Now for the new bad news. From Calculated Risk today one sees two important posts, "FDIC's Bair on 'Aggregator Bank'"; and "S&P Puts $552.8 billion Alt-A MBS on Downgrade Watch".
CR, who is generally much more of a reporter than an opiner, is sarcastic about Ms. Bair's views, and he does this with full knowledge that she has had better press than Mr. Geithner, Mr. Paulson, or even Dr. Bernanke: he comments that in her view, "Insolvency is success".
CR also reports that S&P is likely to downgrade over half a trillion dollars worth of mortgage-backed securities ("MBS"). Though one might think that all this downgrade activity has been discounted by the stock and general financial markets, such has not been the case to date; there is thus no reason to expect it to be so with this latest giant set of MBS. One day, we all expect that downgrades will have been fully discounted by the markets; if that day is today, and we have seen the bottom of the stock market, that would certainly be marvelous. For now, the technicals per Yamada and the obvious fundamentals continue to argue for caution. This blog said the same thing 2000 Dow points higher 2 months ago. The action of the markets points out the importance of preservation of capital during uncertain and bearish times.
As the economy and financial markets twist slowly, slowly in the wind, and we all hope that the worst of the news has already been heard or at least over-discounted, it may be apt to quote some lines from T. S. Eliot's 1941 poem "The Dry Salvages", written in Britain during perhaps Britain's darkest days of World War II:
Where is there an end of it, the soundless wailing . . .
Where is there an end to the drifting wreckage . . .
There is no end, but addition: the trailing
Consequence of further days and hours,
While emotion takes to itself the emotionless
Years of living among the breakage
Of what was believed in as the most reliable-
And therefore the fittest for renunciation.
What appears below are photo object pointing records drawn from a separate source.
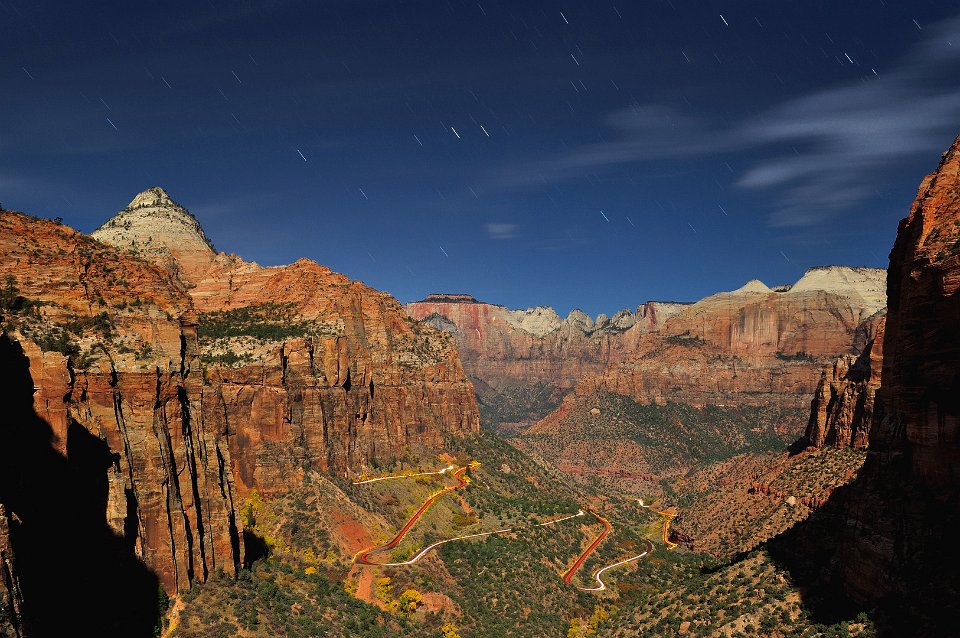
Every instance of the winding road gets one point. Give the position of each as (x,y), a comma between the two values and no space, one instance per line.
(363,558)
(396,476)
(607,528)
(602,585)
(667,517)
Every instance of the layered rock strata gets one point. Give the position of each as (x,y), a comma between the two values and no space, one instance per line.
(105,438)
(903,514)
(309,370)
(147,397)
(841,412)
(533,355)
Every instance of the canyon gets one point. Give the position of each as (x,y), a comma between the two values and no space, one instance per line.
(902,513)
(137,426)
(522,362)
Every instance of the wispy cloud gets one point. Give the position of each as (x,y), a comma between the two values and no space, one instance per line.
(846,134)
(502,231)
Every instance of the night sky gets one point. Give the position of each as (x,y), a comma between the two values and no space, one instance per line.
(573,154)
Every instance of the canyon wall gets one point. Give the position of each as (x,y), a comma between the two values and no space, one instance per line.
(150,385)
(102,390)
(902,514)
(309,371)
(753,346)
(841,412)
(523,361)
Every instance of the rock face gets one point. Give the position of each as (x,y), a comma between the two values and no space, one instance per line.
(841,412)
(903,514)
(102,386)
(752,346)
(343,377)
(517,356)
(139,422)
(161,231)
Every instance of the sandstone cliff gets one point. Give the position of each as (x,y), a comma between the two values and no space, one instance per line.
(306,369)
(903,514)
(841,412)
(101,383)
(142,412)
(11,599)
(752,346)
(523,361)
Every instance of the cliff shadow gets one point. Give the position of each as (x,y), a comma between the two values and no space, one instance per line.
(76,575)
(916,594)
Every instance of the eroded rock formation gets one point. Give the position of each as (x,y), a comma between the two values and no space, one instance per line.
(101,385)
(752,346)
(902,515)
(523,361)
(313,371)
(841,412)
(157,427)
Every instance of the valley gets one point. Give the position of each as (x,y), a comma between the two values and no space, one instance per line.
(259,451)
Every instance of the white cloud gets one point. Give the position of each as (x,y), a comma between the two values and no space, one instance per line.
(502,231)
(848,134)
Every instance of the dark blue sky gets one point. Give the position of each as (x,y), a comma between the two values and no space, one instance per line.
(576,154)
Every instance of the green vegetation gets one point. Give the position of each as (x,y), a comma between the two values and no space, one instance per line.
(800,355)
(749,597)
(685,339)
(276,599)
(522,403)
(12,302)
(226,358)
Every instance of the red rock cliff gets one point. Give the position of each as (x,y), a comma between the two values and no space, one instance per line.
(514,356)
(102,384)
(344,378)
(841,412)
(752,346)
(902,515)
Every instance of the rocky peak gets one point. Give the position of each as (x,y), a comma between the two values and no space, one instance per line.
(449,298)
(869,284)
(538,321)
(155,196)
(158,229)
(580,319)
(754,285)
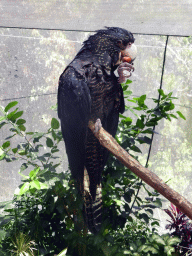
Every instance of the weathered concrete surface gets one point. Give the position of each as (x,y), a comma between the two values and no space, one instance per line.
(31,62)
(166,17)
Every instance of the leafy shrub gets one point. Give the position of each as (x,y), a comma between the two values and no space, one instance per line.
(47,205)
(182,228)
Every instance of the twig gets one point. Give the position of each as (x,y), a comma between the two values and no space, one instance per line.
(107,141)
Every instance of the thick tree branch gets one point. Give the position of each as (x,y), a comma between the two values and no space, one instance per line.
(145,174)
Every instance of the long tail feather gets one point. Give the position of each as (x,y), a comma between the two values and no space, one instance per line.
(92,208)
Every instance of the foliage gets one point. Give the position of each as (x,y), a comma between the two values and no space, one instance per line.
(182,228)
(47,207)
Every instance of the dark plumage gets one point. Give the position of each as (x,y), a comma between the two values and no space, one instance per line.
(88,90)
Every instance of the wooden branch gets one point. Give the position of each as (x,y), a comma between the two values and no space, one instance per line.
(107,141)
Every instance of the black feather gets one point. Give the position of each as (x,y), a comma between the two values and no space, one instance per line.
(88,90)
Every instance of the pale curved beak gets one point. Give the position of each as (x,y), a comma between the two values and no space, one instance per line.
(129,54)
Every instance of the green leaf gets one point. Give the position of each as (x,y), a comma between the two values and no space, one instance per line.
(181,115)
(9,116)
(136,149)
(128,81)
(2,124)
(49,143)
(2,118)
(161,92)
(140,124)
(22,152)
(24,188)
(173,241)
(2,153)
(14,150)
(10,105)
(54,123)
(127,121)
(20,121)
(141,100)
(23,167)
(35,184)
(22,127)
(33,173)
(6,144)
(16,115)
(64,252)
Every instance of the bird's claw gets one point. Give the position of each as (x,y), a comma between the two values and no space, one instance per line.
(98,125)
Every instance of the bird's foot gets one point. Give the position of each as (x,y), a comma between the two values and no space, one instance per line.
(124,70)
(98,125)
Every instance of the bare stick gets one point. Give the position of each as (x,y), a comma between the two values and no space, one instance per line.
(107,141)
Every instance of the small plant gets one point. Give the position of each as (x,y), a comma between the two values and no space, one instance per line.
(181,227)
(46,205)
(22,245)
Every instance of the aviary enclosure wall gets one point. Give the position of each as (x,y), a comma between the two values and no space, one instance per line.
(39,38)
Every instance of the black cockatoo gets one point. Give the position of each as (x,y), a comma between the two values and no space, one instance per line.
(89,90)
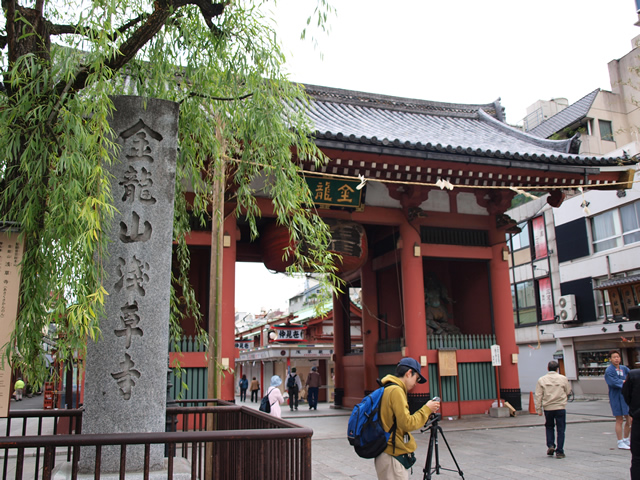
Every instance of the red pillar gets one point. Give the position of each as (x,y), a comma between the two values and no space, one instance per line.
(338,347)
(503,311)
(228,333)
(415,327)
(370,329)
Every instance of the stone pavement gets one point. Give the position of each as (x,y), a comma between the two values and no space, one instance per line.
(485,447)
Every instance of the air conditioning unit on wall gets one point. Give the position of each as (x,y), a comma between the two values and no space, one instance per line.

There is the final addition, the failing
Pride or resentment at failing powers,
We cannot think of a time that is . . .
. . . not liable
Like the past, to have no destination.
There is no end of it, the voiceless wailing,
No end to the withering of withered flowers,
To the movement of pain that is painless and motionless,
It seems, as one becomes older,
That the past has another pattern . . .
Not fare well,
But fare forward, voyagers.
No matter what the future holds for us, perhaps the next saying, also coined during World War II, is the more important:
Illegitimi non carborundum:
Don't let the bastards wear you down.